Condition Stable Diffusion images with ControlNet
Background
This is another aspect of the Stable Diffusion AI art library, covered previously. With ControlNet, users can ‘condition’ the generation of an image with a spatial context such as a segmentation map or a scribble. That is, you can weight the model to produce images that are constrained to the form of another. We can turn a cartoon drawing into a realistic photo for example, or place another face in a portrait. We can still provide a prompt to guide the image generation process, just like normal. You can do this yourself using the Diffusers library. It exposes the StableDiffusionControlNetPipeline
similar to other pipelines. Much of the code here is taken from this colab notebook.
Install
pip install -q diffusers==0.14.0 transformers xformers git+https://github.com/huggingface/accelerate.git
pip install -q opencv-contrib-python
pip install -q controlnet_aux
Code
First we create the pipe
object. The controlnet argument which lets us provide a particular trained ControlNetModel
instance while keeping the pre-trained diffusion model weights the same.
from diffusers import StableDiffusionControlNetPipeline, ControlNetModel
import torch
controlnet = ControlNetModel.from_pretrained("lllyasviel/sd-controlnet-canny", torch_dtype=torch.float16, safety_checker=None)
pipe = StableDiffusionControlNetPipeline.from_pretrained(
"runwayml/stable-diffusion-v1-5", controlnet=controlnet, torch_dtype=torch.float16
)
from diffusers import UniPCMultistepScheduler
pipe.scheduler = UniPCMultistepScheduler.from_config(pipe.scheduler.config)
pipe.enable_model_cpu_offload()
pipe.enable_xformers_memory_efficient_attention()
pipe.safety_checker = lambda images, clip_input: (images, False)
This code then makes the conditioning image. We put the image through the canny pre-processor, which is like edge detection. The the controlnet_prompt
function takes the canny_img
and provides it to the pipeline.
from diffusers.utils import load_image
def conditioning(image):
import cv2
from PIL import Image
image = np.array(image)
low_threshold = 100
high_threshold = 200
image = cv2.Canny(image, low_threshold, high_threshold)
image = image[:, :, None]
image = np.concatenate([image, image, image], axis=2)
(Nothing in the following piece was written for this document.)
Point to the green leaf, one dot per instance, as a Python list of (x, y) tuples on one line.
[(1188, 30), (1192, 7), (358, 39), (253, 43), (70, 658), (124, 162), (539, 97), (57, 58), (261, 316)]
canny_image = Image.fromarray(image)
return canny_image
def controlnet_prompt(prompt, canny_img, n=1, style=None, path='.'):
if style != None:
prompt += ' by %s'%style
for c in range(n):
random_seed = np.random.randint(1000)
generator = torch.Generator(device="cpu").manual_seed(random_seed)
output = pipe(
prompt,
canny_img,
negative_prompt="disfigured, monochrome, lowres, bad anatomy, worst quality, low quality" * len(prompt),
generator=generator,
num_inference_steps=20,
)
image = output.images[0]
if not os.path.exists(path):
os.makedirs(path)
i=1
imgfile = os.path.join(path,prompt[:90]+'_%s.png' %i)
while os.path.exists(imgfile):
i+=1
imgfile = os.path.join(path,prompt[:90]+'_%s.png' %i)
image.save(imgfile,'png')
return image
Mona Lisa smile
Let’s try use this to make the Mona Lisa smile. This can be done by using the original painting as the condition, with the face removed (May not be necesary). Then we use the prompt “mona lisa smiling, style of leonardo da vinci”. The results are compared to the original below. Not totally convincing but it shows the concept.
Superman actors
Here is the same idea with some actors as superman, using a picture of Superman with face erased.
This is just a tiny example. There are many other specific uses detailed elsewhere, such as in this much more complete guide. It details how to use ControlNet in AUTOMATIC1111, a popular and full-featured Stable Diffusion GUI.